CMU School of Drama


Tuesday, October 24, 2017

Open Letter to Marin Theatre Company and to Our National Theater Community

Truth Telling – A Community of Black Women Professional Theatre Makers in the Bay Area, California: We, a community of African American/Black diasporic theater artists of varying cultural backgrounds, religions, sexual and gender identities, worldviews and artistic aesthetics, believe the theater industry has a responsibility to create work that does not do damage to the communities it attempts to represent on stage.

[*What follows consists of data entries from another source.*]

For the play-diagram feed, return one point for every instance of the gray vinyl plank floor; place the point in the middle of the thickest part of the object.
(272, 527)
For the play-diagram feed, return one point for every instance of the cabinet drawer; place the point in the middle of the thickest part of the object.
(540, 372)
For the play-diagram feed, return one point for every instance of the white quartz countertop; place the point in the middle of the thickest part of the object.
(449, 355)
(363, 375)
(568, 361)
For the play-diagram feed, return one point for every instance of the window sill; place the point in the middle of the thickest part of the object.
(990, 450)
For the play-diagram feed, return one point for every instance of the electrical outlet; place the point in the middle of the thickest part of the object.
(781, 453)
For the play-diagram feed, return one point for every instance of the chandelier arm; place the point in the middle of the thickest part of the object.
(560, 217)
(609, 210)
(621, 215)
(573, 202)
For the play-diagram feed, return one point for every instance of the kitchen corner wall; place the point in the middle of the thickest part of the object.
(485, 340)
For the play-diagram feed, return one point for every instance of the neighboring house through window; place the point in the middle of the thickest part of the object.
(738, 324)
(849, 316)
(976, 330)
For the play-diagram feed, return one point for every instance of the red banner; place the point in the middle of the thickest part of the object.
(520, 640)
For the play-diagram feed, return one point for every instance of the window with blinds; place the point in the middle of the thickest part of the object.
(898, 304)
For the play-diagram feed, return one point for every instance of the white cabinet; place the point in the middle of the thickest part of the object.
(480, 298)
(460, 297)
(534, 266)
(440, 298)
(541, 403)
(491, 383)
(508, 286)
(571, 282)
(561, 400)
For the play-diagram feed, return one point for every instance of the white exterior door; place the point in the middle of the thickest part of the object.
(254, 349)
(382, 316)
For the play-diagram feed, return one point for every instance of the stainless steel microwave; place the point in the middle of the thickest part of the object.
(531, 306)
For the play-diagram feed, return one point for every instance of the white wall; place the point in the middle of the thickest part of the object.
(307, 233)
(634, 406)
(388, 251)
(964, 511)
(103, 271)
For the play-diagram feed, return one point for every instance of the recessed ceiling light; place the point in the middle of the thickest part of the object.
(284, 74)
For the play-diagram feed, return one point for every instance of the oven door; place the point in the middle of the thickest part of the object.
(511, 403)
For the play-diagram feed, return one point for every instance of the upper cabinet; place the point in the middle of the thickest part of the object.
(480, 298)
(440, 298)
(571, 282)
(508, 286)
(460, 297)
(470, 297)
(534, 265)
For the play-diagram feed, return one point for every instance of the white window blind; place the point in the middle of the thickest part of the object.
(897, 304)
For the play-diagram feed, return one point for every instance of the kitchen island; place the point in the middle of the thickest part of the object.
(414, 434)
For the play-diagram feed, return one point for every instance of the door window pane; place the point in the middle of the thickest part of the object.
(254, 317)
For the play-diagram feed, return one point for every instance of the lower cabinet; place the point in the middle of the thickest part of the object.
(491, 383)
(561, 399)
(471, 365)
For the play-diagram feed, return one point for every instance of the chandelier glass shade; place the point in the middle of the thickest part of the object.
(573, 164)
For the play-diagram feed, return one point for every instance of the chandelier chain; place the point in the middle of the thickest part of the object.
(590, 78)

We are united in our belief that, from its very inception, Marin Theatre Company’s (MTC) current production of Thomas Bradshaw’s Thomas and Sally is an irresponsible, deeply harmful project with no accountability to black women and girls. As black artists, and as black women, we are all too familiar with our histories and our narratives being imagined through the gaze of white supremacist patriarchy. We take issue with producing organizations whose choices perpetuate the notion that we are a voiceless, powerless group, incapable of understanding how we are being represented. We take issue with the dismissal of our concerns and the erasure of our country’s violent history.

1 comment:

Shahzad Khan said...

Though I have a strong belief in maintaining first amendment rights and not censoring work, but this letter makes an excellent argument as to how Thomas and Sally is simply a problematic play. The article states it perfectly, "When we put anything on stage we amplify it, we preserve its legacy", and this show preserves a legacy of ignorance. Marin Theatre Company is in a part of California that is highly progressive and very caucasian, and playing a show that concerns race relations while paying no attention of the ramifications of said relation of Master and Slave and how that might be construed to be something that it really isn't, its highly destructive and deceiving to the standard audience in that region. The article highlights the absence of any attention to rape culture within the play, which is something that Marin should learn from when choosing the plays, its a love story of epic proportions that is so unbelievable that its offensive, they can do better.